Optical arbitrary waveform generation using spectro-temporal unitary transforms
Callum Deakin
TL;DR
The paper tackles beating the bandwidth and loss constraints of conventional coherent modulation by introducing spectro-temporal unitary transforms, realized through cascaded phase modulators and dispersive elements. It formulates a universal unitary decomposition $U = \Lambda_1 H \Lambda_2 H \cdots \Lambda_n H$, realized with diagonal phase blocks and a mode-mixing operator $H$ (e.g., a DFT with $DFT_m = \frac{1}{\sqrt{m}}[\exp(2\pi i jk/m)]$), enabling lossless transfer between spectral and temporal modes. Phase instructions are found by minimizing $NSR = \frac{1}{E_{\textnormal{target}}} \sum_{m=0}^M |\Psi_{\textnormal{target}}(mT) - F_N(mT)|^2$ using gradient-based methods, with a detailed complexity analysis indicating high computational load but potential ASIC or CMOS-parallel implementations and applicability to non-continuous tasks.

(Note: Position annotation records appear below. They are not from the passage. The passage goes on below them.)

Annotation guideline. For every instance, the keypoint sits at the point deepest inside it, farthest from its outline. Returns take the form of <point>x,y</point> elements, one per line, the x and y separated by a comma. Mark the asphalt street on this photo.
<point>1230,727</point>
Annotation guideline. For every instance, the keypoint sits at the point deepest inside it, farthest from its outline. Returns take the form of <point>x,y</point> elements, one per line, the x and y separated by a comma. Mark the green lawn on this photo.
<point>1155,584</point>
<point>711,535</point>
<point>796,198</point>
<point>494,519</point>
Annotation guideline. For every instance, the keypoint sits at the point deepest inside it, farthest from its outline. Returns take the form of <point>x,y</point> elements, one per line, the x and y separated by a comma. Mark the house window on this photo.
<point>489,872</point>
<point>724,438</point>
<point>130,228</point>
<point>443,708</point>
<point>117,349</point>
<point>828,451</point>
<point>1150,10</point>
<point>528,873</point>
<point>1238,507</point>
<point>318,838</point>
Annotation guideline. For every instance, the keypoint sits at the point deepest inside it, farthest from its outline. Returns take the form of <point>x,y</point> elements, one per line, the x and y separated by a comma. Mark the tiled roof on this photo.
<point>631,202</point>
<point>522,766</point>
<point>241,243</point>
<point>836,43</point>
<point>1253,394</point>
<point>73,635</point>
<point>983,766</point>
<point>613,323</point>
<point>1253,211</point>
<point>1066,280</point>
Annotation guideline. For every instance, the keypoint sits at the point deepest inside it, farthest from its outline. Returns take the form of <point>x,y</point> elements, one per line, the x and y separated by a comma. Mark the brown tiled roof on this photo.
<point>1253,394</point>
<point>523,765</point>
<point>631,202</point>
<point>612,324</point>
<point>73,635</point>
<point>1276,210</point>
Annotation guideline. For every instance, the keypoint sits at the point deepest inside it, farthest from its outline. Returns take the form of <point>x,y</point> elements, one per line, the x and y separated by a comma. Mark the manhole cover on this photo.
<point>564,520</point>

A concrete 5-stage, 1024-symbol demonstration at 200 Gbaud using 100 GHz modulators and 20 ps/nm dispersion per stage, computed via limited-memory BFGS, shows practical on-chip dispersion and provides phase-time series, spectra, and constellation evolutions, underscoring the method’s promise for bandwidth-independent coherent signaling and ultrafast/quantum contexts despite current complexity challenges.
Abstract
We discuss the prospect of using cascaded phase modulators and dispersive elements to achieve arbitrary optical waveform generation. This transform is not limited by the bandwidth of its constituent modulators and is theoretically lossless.